Explain to students that they are going to think about what it takes to get involved in making their school, community, and country better, more humane places. Explain that one of the biggest barriers that individuals face in getting involved is that it is hard to know what actual steps to take. As legal scholar Martha Minow puts it: “Often times we see something that's unjust and we wonder, ‘Where do I go? What do I do?’”
Now explain to students that they will look at a framework for planning what to do in order to respond to injustice and make positive changes in society.
Distribute the handout Analyzing Levers of Power. Spend a moment exploring the metaphor of the lever in the title. Ask students to define the meaning of the word lever, and then ask them to make an inference about what the phrase “levers of power” might mean. Tell students that in a literal sense, a lever is a tool that allows one to pick up or move something much heavier than could be lifted without it. In other words, a lever allows someone to use a small amount of force to have a big impact.
Briefly walk students through each category on the second side of the handout, which outlines the individuals, organizations, and technology platforms that can have this sort of amplifying effect at a societal level. By influencing or making use of these “levers,” individuals might have a larger impact on their community or society.
Ask students to come up with examples of individuals or groups that belong to each category in order to make sure that everyone understands them.
Activity 3: Analyze Strategies for Making Change
Students will use the “levers of power” framework to analyze examples of individuals who “chose to participate.”
In teams of two, assign students one of the following readings:
Alternatively, if time permits, you can preview each reading for students and have them select the reading that appeals to them the most from a table at the front of the classroom. (See the Notes to Teacher section for suggestions about customizing the readings for this activity.)

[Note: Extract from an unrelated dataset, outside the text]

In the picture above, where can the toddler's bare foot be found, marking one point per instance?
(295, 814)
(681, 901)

- What Difference Can a Word Make?
- Bullying at School
- The Voices of Millions
- Acknowledging the Past to Shape the Present
- Seeking a Strategy that Works
- Believing in Others
After they choose or are assigned their reading, pairs should read and answer the questions on the first side of the handout Analyzing Levers of Power.
In each row on the second side of the handout, students should write a sentence or two explaining how the individual(s) in the readings used the lever described in the heading. If such a lever was not used, students can write “N/A” in the row. If a “lever of power” was involved that is not listed on the handout, students should describe it at the bottom of the page.
Activity 4: Share “Levers of Power” Analyses
After students have completed their handouts, have them meet briefly with a classmate who worked with a different reading. When they meet, they should introduce the story they each read, describe the strategies that the people they read about used, and explain which levers of power were most useful to those people. Time permitting, ask students to change partners one or two more times so that they can learn about additional examples of choosing to participate.
Finally, lead a whole-group discussion in which you ask students to share their observations. Guide the discussion with the following questions:
- What patterns did you notice? Did certain “levers of power” seem to come up in more readings than others?
- Which of the strategies for change that you learned about seem most effective? Most difficult? Most creative?
- Which of the “levers of power” on the handout seem most accessible to you? Which seem most difficult to influence? Which are you struggling to understand?
Activity 5: Discuss the Persistent Need for Participation
End this lesson, and this unit, with a broader reflection on our responsibilities to participate together in the process of creating a more humane society. Share with students the reading Walking with the Wind. Read aloud John Lewis’s story, and then discuss its meaning with the class: What does Lewis suggest about the work of citizens in a democracy?
Finally, ask students to write a reflection in their journals in response to the following question: What does choosing to participate mean to you? In what ways might you participate in the communities around you?